It would make obvious sense, then, for a smart cannabis company to refrain from dehumanizing a large population of potential clients. Plus, its misogynistic and horribly sexist, and nobody has time for that.
2. creating marketing, messaging, and packaging that appeals to children
If you have a conscience, this marketing tactic shouldn’t cross your mind. But, for some, creating products and messaging that appeals to the young and impressionable seems like a reasonable way to go. While it would be easy to stick our heads in the collective sand and go about our own business, it’s important that – as we shape this new legal cannabis community and the brands that will become successful because of it – that we ask ourselves: are we comfortable using big tobacco tactics to sell marijuana to consumers?
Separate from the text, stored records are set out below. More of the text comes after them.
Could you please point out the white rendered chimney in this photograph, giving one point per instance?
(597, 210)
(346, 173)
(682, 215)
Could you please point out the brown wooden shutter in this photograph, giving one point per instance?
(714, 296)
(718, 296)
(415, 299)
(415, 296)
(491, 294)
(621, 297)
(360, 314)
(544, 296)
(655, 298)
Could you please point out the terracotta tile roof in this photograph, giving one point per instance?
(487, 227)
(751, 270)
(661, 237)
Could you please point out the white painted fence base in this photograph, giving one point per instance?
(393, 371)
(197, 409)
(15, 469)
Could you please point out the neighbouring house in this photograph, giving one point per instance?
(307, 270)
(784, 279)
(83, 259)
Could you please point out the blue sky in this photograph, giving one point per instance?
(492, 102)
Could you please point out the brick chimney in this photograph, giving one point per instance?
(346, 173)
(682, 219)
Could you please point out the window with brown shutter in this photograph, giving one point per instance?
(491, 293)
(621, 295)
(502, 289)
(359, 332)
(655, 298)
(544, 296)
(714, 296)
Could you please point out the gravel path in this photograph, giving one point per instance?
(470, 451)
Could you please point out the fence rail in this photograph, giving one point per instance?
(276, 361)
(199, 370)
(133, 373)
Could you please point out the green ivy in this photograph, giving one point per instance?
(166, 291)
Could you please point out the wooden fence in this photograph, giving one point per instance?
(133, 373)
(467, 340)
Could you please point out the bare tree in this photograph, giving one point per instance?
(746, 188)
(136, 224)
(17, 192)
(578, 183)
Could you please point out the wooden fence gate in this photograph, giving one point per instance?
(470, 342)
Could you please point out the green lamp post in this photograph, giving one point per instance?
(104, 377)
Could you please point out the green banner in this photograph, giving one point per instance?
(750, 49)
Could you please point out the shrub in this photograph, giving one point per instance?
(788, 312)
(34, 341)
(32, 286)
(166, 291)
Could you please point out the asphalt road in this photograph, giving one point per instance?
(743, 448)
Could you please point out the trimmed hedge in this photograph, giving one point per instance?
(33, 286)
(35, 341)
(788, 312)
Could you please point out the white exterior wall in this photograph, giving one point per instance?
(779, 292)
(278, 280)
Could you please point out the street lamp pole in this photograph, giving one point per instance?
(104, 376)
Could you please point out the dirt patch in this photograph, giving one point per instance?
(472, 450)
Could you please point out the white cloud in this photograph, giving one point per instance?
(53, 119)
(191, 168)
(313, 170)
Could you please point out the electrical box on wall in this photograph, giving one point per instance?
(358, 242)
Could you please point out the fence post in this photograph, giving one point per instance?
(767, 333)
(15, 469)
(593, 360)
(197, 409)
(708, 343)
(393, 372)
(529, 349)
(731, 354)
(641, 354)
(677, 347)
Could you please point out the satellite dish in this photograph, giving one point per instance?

The answer should be obvious. So, it would be a wiser choice to stay away from THC candies, lollipops, and cookies that are packaged in a way that would appeal to a child, essentially marketing the product as something that doesn’t have mind-altering side effects. When marketed correctly and in an ethical manner, the legalization of marijuana doesn’t increase usage among underage populations, and that is a statistic we should all work to uphold.
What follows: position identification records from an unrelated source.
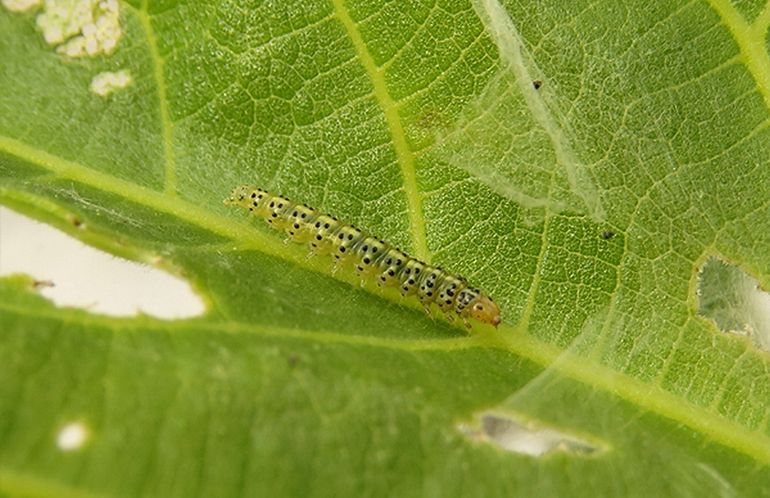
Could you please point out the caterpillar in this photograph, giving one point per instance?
(371, 256)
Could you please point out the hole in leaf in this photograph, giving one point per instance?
(72, 436)
(734, 301)
(525, 438)
(70, 273)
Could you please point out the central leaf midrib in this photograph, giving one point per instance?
(646, 396)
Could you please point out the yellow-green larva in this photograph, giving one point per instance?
(370, 256)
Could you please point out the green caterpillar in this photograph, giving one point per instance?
(370, 256)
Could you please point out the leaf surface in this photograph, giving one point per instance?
(586, 206)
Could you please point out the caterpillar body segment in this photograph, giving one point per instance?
(373, 258)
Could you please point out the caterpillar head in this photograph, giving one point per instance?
(485, 310)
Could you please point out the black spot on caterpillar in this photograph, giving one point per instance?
(371, 257)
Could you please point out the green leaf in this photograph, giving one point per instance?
(586, 207)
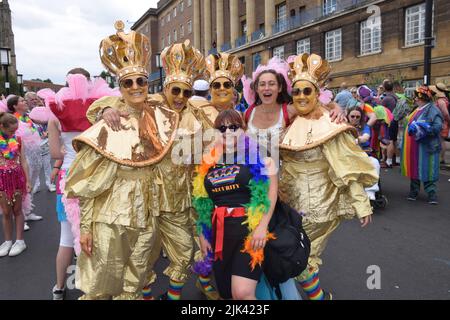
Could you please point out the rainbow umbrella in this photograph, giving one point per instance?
(384, 114)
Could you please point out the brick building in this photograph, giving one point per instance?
(365, 40)
(7, 35)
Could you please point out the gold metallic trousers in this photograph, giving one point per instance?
(120, 262)
(175, 230)
(318, 234)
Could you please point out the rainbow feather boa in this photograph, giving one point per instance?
(255, 210)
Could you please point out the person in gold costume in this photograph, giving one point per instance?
(323, 172)
(172, 175)
(223, 72)
(112, 176)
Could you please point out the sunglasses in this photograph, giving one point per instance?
(233, 128)
(128, 83)
(218, 85)
(298, 91)
(186, 92)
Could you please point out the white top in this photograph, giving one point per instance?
(70, 153)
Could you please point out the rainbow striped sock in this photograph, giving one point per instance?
(147, 293)
(206, 283)
(175, 288)
(311, 286)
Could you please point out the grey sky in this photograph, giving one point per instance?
(54, 36)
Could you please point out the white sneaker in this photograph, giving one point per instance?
(33, 217)
(4, 248)
(58, 294)
(17, 248)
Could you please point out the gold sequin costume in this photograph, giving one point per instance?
(171, 180)
(323, 172)
(113, 179)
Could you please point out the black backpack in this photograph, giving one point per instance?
(287, 256)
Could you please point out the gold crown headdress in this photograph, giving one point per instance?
(311, 68)
(182, 63)
(125, 54)
(224, 65)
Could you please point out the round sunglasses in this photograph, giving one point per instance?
(233, 128)
(186, 92)
(306, 91)
(217, 85)
(128, 83)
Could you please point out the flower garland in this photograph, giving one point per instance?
(26, 119)
(255, 210)
(8, 146)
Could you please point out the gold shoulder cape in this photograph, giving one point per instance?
(205, 110)
(144, 139)
(304, 134)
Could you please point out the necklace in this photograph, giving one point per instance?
(134, 111)
(8, 146)
(26, 120)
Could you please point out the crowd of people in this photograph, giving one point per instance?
(125, 190)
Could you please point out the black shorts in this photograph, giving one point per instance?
(234, 263)
(393, 131)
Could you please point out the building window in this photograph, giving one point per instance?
(329, 6)
(243, 28)
(279, 52)
(256, 60)
(281, 17)
(304, 46)
(370, 38)
(415, 25)
(333, 45)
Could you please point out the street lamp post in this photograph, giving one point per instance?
(428, 41)
(159, 65)
(20, 83)
(5, 61)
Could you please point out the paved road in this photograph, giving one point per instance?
(408, 242)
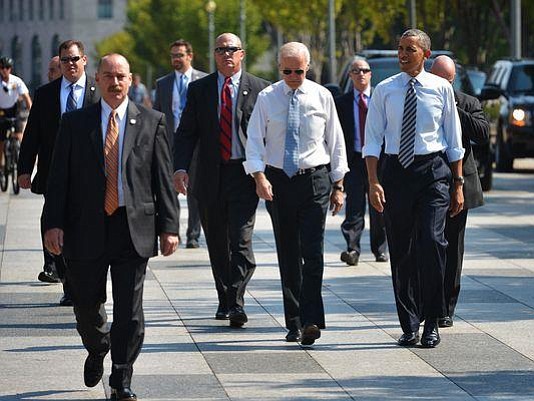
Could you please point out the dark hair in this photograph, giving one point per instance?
(6, 62)
(182, 42)
(69, 43)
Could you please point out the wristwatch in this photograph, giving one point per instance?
(459, 180)
(338, 188)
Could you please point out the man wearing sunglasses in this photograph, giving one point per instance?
(72, 90)
(352, 112)
(296, 153)
(216, 117)
(171, 97)
(13, 89)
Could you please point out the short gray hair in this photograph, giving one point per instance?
(294, 49)
(424, 39)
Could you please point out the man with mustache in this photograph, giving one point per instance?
(72, 90)
(216, 117)
(109, 198)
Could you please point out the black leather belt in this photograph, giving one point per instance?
(300, 171)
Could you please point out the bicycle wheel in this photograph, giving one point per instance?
(14, 161)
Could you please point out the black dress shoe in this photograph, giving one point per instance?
(430, 337)
(293, 336)
(445, 321)
(237, 316)
(192, 244)
(123, 394)
(310, 333)
(48, 277)
(65, 300)
(93, 370)
(222, 313)
(381, 257)
(350, 257)
(408, 339)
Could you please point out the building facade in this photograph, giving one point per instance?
(33, 29)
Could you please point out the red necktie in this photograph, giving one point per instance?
(362, 111)
(225, 120)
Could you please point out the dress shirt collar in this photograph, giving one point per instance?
(366, 92)
(235, 78)
(80, 83)
(178, 74)
(121, 110)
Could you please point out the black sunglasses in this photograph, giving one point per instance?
(362, 70)
(67, 59)
(288, 71)
(227, 49)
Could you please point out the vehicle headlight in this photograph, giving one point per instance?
(520, 117)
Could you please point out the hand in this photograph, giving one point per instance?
(168, 243)
(181, 182)
(457, 200)
(25, 181)
(54, 240)
(264, 189)
(377, 197)
(336, 201)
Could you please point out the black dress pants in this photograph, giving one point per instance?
(86, 280)
(357, 189)
(228, 223)
(298, 212)
(455, 234)
(417, 203)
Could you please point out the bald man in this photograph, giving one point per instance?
(475, 129)
(109, 197)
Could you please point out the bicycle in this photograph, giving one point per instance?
(11, 157)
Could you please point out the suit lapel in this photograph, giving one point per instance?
(94, 119)
(131, 131)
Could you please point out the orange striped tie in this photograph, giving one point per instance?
(111, 153)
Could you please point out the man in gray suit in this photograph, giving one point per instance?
(171, 97)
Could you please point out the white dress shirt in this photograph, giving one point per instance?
(437, 122)
(79, 88)
(366, 95)
(321, 137)
(238, 150)
(121, 116)
(176, 101)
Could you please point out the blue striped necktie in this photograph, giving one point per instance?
(407, 142)
(291, 153)
(71, 102)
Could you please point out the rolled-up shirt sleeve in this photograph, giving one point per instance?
(452, 129)
(255, 148)
(375, 124)
(336, 142)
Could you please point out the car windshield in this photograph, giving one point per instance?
(522, 79)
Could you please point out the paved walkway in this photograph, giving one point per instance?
(487, 355)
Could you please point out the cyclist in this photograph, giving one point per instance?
(13, 88)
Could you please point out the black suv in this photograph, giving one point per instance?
(508, 97)
(385, 63)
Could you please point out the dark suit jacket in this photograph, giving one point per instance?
(200, 123)
(163, 98)
(41, 129)
(77, 182)
(475, 128)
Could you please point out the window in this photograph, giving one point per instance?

3. straight up lying about your product
And then, of course, we have completely unfounded and false claims about a specific product’s effects and health benefits. Which, perhaps, is why we have seen a terrifying rise in the number of deaths caused by Spice and other types of synthetic marijuana, all sold legally and claiming to be harmless. It’s often promoted as a natural or herbal product, using buzz words to create a false sense of safety and security for consumers. It’s important that reputable cannabis brands distance themselves from these kind of tactics, that not only hurt and mislead people, but create a stigma surrounding marijuana that society is still trying to overcome.
If you’re wondering what your state’s guidelines are concerning cannabis marketing and labeling, you can check out this nifty guide, provided by Leafly. And remember, the best way to successfully market a product is to create a brand that doesn’t need sexism, lies, or morally corrupt tactics to sell.